I’m pretty excited about this Christmas. Not because of any presents, because we’re too poor for anything extravagant, and not even really for the fact that it’s a holiday, both TJ and I being fairly agnostic. What I’m really excited about is that one of my oldest and dearest friends, Kori, will be spending Christmas with us, an event in itself but particularly to close the loop on the impactful Christmas of 2010.
I don’t like to admit that I’m in to woo woo stuff like crystals and scented oils, colored candle with meanings inscribed in their wax. It embarrasses me to write life affirmations, though I’m the only one in my family who feels that way. At my mother’s home, at any given time, in any given bathroom, someone has written him or herself a note of encouragement in dry erase marker. “You can do it!” has never been written by me. But all this to say, there are some woo woo things that I believe. I believe in a very simple idea of Karma, and that the Universe is cyclical, and I couldn’t help but wish on the few falling stars I’ve seen.
Just before the Christmas of 2010, I’d moved from NC to Washington for graduate school, as had my best friend, Kori. She was in Seattle while I was in Spokane. In those first few months, we both threw ourselves into silly relationships, the only kind justified by a huge life transition like moving to a place where one is a stranger and wants to fit in as soon as possible. Thankfully, Kori never said that my relationship was much worse than hers, because I think in the long-run of our friendship that was an old conversation. But I had definitely done worse. I’d been dating a guy (from Portland, no less) who wanted to meet up in Seattle for the holiday. Two days before Christmas, I arrived first, parked by the Needle, and waited for him. Three hours and a dead car battery later, he arrived and we tried to carry on. But the next morning, Christmas Eve, I knew something was off but I paid it no mind. He jumped my car and told me to give it a moment to fully charge, while he just popped around the corner for some gas.

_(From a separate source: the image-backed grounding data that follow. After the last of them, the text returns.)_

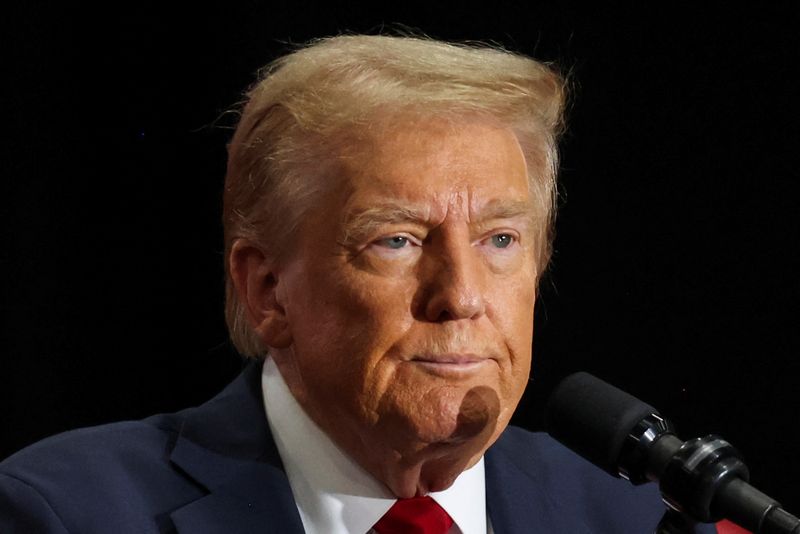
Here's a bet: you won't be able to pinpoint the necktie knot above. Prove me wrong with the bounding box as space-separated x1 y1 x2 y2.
373 496 454 534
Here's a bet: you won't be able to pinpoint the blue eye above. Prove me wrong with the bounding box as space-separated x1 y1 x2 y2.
490 234 514 248
378 236 409 249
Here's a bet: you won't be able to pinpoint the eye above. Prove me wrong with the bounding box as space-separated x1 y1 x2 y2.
489 233 515 248
375 236 411 249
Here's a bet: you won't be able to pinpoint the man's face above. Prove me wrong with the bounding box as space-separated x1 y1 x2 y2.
270 117 539 493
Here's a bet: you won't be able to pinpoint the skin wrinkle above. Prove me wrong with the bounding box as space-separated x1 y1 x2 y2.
339 199 537 251
239 117 541 497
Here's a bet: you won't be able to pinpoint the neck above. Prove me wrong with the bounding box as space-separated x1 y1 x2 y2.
270 350 503 498
369 446 485 498
313 401 499 498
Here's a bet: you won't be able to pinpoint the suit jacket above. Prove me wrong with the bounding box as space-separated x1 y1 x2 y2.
0 361 718 533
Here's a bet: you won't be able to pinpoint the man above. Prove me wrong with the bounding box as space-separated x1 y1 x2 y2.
0 35 719 533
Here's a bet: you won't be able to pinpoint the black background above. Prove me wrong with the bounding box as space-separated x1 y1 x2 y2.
4 2 799 516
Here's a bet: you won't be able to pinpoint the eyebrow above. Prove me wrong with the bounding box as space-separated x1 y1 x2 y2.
339 198 536 246
477 199 537 222
339 203 429 246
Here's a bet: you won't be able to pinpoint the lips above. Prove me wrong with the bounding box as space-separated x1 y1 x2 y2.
412 353 487 364
409 353 494 377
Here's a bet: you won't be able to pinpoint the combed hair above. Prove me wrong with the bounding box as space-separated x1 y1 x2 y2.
223 34 567 357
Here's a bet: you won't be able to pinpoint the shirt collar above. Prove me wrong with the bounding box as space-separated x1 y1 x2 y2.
262 357 487 534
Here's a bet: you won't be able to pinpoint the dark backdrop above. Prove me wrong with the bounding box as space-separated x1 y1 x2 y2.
4 2 799 516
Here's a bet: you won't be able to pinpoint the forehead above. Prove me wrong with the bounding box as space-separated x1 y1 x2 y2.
336 117 532 218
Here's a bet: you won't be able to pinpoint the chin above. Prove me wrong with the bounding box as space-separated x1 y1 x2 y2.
383 383 504 458
416 444 486 495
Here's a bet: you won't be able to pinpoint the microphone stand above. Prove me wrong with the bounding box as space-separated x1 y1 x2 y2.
631 425 800 534
547 373 800 534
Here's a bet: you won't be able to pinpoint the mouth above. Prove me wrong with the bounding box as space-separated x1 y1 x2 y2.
409 353 493 377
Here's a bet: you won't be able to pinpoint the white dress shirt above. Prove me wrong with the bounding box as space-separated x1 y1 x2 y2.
262 357 491 534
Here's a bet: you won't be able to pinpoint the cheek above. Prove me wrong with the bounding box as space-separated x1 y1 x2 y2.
490 272 536 385
491 262 536 328
312 267 418 345
285 263 418 394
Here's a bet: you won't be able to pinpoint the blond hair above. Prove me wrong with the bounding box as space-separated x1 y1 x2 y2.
223 34 567 357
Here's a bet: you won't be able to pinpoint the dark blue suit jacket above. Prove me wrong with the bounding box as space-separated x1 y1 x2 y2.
0 362 717 533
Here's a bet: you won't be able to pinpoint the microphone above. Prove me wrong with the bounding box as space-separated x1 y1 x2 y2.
545 372 800 534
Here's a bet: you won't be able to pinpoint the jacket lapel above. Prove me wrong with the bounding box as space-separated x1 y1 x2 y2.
167 360 305 534
163 360 594 533
485 432 591 534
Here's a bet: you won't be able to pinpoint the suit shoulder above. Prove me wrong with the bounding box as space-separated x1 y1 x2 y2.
489 427 662 530
2 415 180 478
490 425 588 474
487 427 718 534
1 418 185 498
490 425 643 493
0 415 204 532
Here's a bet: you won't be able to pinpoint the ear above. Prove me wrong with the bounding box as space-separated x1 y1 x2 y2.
228 239 293 349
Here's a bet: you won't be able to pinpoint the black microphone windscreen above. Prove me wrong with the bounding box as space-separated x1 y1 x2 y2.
545 372 660 476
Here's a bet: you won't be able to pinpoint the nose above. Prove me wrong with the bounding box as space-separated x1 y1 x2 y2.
421 236 486 322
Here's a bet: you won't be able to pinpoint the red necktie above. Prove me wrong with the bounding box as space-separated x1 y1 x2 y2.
373 496 454 534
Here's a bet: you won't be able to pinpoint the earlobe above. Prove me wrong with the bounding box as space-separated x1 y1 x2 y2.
228 240 293 349
255 310 293 348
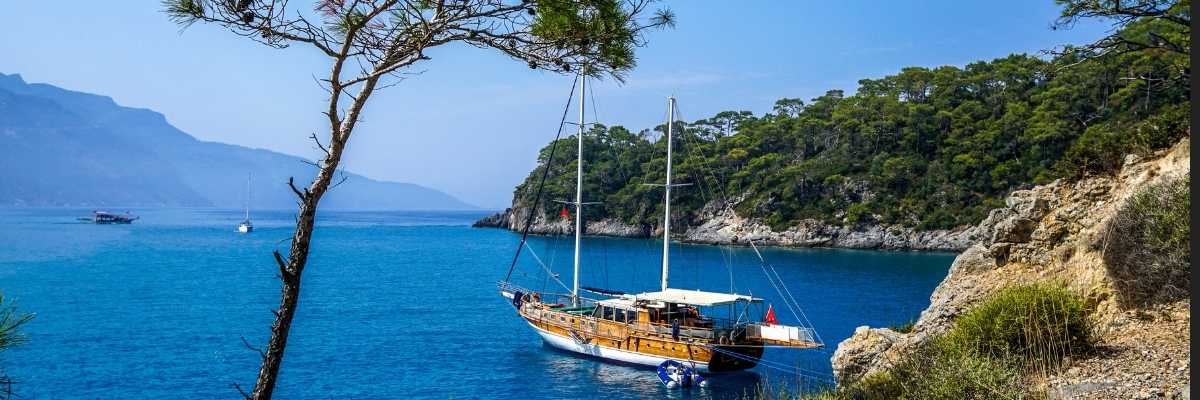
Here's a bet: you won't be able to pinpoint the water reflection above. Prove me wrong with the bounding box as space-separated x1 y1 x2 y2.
526 342 768 399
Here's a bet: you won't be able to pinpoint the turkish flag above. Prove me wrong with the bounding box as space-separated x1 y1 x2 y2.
560 206 570 219
764 304 778 325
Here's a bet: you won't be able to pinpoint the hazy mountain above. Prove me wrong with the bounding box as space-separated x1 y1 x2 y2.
0 73 475 210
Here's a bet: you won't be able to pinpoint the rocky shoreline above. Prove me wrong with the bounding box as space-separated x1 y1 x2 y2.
472 202 979 252
830 138 1191 399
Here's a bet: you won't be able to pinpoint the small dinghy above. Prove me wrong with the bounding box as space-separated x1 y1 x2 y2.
657 360 707 389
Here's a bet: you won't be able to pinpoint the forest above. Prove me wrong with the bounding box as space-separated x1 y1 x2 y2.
510 1 1189 231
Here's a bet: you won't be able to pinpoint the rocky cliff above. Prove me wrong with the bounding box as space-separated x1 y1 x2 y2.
473 202 979 251
831 138 1191 399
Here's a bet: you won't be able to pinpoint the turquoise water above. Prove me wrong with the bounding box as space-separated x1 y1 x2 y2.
0 209 953 399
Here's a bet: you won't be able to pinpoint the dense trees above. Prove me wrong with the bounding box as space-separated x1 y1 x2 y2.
513 2 1188 232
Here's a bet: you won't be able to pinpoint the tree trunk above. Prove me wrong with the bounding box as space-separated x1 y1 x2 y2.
247 76 377 400
248 164 332 400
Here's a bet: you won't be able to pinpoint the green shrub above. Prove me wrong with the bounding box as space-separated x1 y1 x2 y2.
835 371 903 399
887 320 915 334
816 342 1028 400
819 283 1089 399
947 283 1091 368
886 339 1030 400
1103 174 1190 306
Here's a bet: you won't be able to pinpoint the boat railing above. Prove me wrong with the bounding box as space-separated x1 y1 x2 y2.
497 282 593 307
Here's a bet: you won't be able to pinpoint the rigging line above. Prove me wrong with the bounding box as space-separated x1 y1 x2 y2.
746 237 821 343
670 104 716 290
673 106 817 336
744 236 818 340
767 262 824 345
705 347 835 383
707 347 833 379
585 80 615 294
752 242 802 326
672 103 739 293
768 263 825 343
504 75 580 283
523 241 572 292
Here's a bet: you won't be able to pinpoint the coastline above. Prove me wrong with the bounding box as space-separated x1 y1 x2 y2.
472 205 980 253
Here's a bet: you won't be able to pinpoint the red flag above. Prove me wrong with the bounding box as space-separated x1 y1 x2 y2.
764 304 778 325
560 206 570 219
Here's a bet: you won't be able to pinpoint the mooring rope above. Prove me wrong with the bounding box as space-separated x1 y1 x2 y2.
706 346 836 384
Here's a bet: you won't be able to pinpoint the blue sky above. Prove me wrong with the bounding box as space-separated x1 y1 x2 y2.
0 1 1110 208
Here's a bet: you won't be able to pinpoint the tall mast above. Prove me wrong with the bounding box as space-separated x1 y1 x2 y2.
572 76 585 305
245 173 251 221
660 96 675 291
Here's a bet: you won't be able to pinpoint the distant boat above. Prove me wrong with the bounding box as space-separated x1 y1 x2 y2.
80 211 138 224
237 173 253 233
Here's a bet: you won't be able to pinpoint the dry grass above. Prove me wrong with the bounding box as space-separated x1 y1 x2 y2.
1103 174 1190 307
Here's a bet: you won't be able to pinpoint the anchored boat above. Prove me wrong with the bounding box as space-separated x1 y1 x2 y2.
237 173 253 233
80 211 138 224
499 76 821 374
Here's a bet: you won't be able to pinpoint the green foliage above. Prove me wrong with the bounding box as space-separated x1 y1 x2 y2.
531 0 673 79
887 340 1031 400
1104 174 1191 306
513 13 1188 232
816 283 1089 400
1 292 33 400
888 320 915 334
0 293 32 352
946 283 1092 367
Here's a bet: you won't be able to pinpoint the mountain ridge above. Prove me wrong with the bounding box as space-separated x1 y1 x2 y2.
0 72 476 210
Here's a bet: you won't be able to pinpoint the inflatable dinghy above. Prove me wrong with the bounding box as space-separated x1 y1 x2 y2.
656 360 707 388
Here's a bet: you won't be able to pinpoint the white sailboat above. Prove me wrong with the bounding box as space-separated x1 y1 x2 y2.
499 79 820 373
237 173 253 233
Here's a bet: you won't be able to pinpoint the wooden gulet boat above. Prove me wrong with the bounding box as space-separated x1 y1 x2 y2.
499 77 821 373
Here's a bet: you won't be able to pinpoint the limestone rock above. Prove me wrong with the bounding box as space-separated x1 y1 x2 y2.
830 138 1192 395
831 326 901 383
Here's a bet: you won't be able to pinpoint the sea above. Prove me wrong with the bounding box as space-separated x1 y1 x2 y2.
0 208 954 399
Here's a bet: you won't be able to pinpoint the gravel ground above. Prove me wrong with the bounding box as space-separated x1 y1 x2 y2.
1047 301 1190 399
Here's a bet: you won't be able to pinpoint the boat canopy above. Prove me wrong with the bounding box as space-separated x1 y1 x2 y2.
595 298 639 311
627 288 762 307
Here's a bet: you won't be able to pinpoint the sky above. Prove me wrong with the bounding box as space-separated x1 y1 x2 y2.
0 1 1111 209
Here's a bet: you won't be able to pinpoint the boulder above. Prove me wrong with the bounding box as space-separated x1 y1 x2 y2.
831 326 902 383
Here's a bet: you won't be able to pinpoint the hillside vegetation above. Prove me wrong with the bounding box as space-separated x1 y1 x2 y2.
510 5 1188 232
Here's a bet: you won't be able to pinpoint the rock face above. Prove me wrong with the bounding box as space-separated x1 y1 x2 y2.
831 138 1191 399
473 203 981 251
472 207 648 237
682 201 983 251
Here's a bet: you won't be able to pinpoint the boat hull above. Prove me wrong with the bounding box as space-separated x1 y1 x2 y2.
530 322 714 372
502 288 769 373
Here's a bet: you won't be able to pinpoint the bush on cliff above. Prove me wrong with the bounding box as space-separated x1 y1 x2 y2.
946 283 1092 370
815 283 1089 399
1103 174 1190 306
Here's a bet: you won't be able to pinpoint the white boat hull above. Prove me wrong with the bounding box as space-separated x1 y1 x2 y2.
527 322 712 373
237 224 252 233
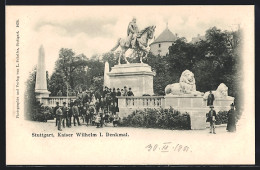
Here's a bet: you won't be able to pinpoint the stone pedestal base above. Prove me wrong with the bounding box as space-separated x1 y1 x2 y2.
35 90 51 104
107 63 155 96
164 95 234 129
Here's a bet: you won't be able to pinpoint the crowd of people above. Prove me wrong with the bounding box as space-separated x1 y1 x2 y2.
53 86 134 131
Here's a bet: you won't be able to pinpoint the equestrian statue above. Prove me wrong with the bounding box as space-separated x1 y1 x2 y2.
110 17 156 64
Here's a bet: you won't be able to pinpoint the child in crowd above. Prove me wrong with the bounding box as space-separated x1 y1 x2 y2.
113 114 120 127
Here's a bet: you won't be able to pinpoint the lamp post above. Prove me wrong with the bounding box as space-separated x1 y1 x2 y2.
64 76 69 107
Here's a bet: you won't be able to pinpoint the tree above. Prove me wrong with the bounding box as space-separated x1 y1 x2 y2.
49 48 88 95
24 67 49 120
102 52 119 70
48 70 66 96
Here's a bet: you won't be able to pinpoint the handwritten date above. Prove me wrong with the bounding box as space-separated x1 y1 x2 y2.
145 142 191 153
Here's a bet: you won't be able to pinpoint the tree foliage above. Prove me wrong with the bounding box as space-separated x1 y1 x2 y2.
146 26 242 110
49 48 89 95
49 48 106 96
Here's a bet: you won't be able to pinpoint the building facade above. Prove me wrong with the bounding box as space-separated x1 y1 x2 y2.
150 26 177 56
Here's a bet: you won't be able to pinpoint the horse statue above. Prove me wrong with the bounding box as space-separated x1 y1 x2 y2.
110 25 156 64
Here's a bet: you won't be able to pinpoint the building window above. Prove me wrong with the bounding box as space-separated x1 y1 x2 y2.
158 44 161 48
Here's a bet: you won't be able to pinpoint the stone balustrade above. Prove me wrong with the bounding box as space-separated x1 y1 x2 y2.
117 95 234 129
40 96 77 107
117 96 164 118
118 96 164 108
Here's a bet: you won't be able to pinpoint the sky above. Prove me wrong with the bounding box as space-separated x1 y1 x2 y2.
7 5 251 76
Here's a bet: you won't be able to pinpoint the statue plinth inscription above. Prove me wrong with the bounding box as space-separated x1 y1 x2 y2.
107 63 155 96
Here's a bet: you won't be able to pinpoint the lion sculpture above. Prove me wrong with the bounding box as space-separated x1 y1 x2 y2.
165 70 203 96
203 83 233 99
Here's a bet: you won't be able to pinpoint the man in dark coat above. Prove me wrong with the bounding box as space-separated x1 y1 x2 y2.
111 88 117 105
206 105 217 134
72 102 81 126
56 106 63 131
88 103 95 125
123 86 128 96
115 88 121 107
109 102 116 115
53 102 60 127
116 88 121 96
207 90 215 106
62 102 68 128
83 90 90 104
106 89 112 111
81 103 87 123
102 86 108 98
100 112 104 128
99 97 106 113
127 87 134 96
95 98 101 113
227 103 237 132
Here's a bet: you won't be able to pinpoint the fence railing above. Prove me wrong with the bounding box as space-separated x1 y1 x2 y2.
118 96 165 108
41 96 77 107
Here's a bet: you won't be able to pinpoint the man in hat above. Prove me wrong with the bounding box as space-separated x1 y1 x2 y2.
81 103 88 124
207 105 217 134
56 105 63 131
127 87 134 96
102 86 108 98
207 90 215 106
116 88 121 97
62 102 69 128
227 103 237 132
72 101 81 126
88 101 96 125
123 86 128 96
111 88 117 105
53 102 60 127
116 88 121 107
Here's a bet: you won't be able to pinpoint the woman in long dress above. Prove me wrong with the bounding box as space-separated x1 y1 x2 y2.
226 103 237 132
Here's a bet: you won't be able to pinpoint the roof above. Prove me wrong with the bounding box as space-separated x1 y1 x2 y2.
150 28 177 45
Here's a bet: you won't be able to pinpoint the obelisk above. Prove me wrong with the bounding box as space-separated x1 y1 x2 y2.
103 61 110 88
35 45 50 99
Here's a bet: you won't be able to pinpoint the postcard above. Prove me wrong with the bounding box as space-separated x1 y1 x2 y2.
6 5 255 165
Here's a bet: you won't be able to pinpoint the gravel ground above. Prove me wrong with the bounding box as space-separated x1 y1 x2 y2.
7 117 253 165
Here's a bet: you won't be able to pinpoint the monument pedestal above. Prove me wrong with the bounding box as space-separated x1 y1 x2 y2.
35 45 51 103
107 63 155 96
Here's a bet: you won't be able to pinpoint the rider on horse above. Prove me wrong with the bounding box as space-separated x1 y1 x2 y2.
110 17 156 64
126 17 139 49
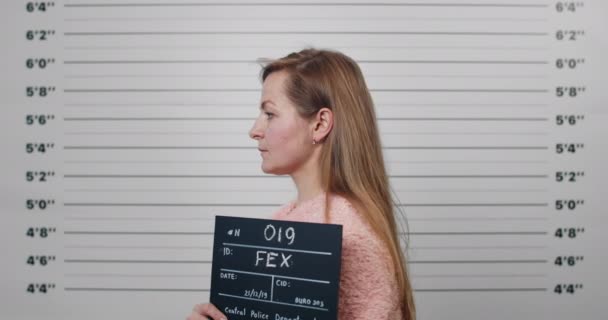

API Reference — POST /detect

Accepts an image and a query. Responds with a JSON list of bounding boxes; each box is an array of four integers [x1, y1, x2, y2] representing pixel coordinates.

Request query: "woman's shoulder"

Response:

Twenty minutes and several unanswered texts later, I knew I’d been left. I called Kori, who was at work, but who quickly picked up on my hysteria, and directed me to her. We bought wine at Trader Joe’s. She made plans out of thin air. And like two single girls (her soon-to-be ex was out of town) we went out and met up with a group of friends who were also orphaned for Christmas.
We drank champagne. A lot of champagne. I’m not sure we knew when the night had slipped into Christmas morning. We woke at noon, in her soon-to-be ex’s bed, to the phone ringing: my mother calling. We tried to pretend we hadn’t just woken up as she spoke to us both on speaker phone.
It was, for all the comedy of the situation, a hard Christmas. For the next two years it would be the holiday I dreaded the most. But now, being back on the west coast, and able to spend this holiday with the person who was there for me before makes me excited for the first time in years. And in our woo woo way, we can say an affirmation, light a candle and enjoy our Christmas.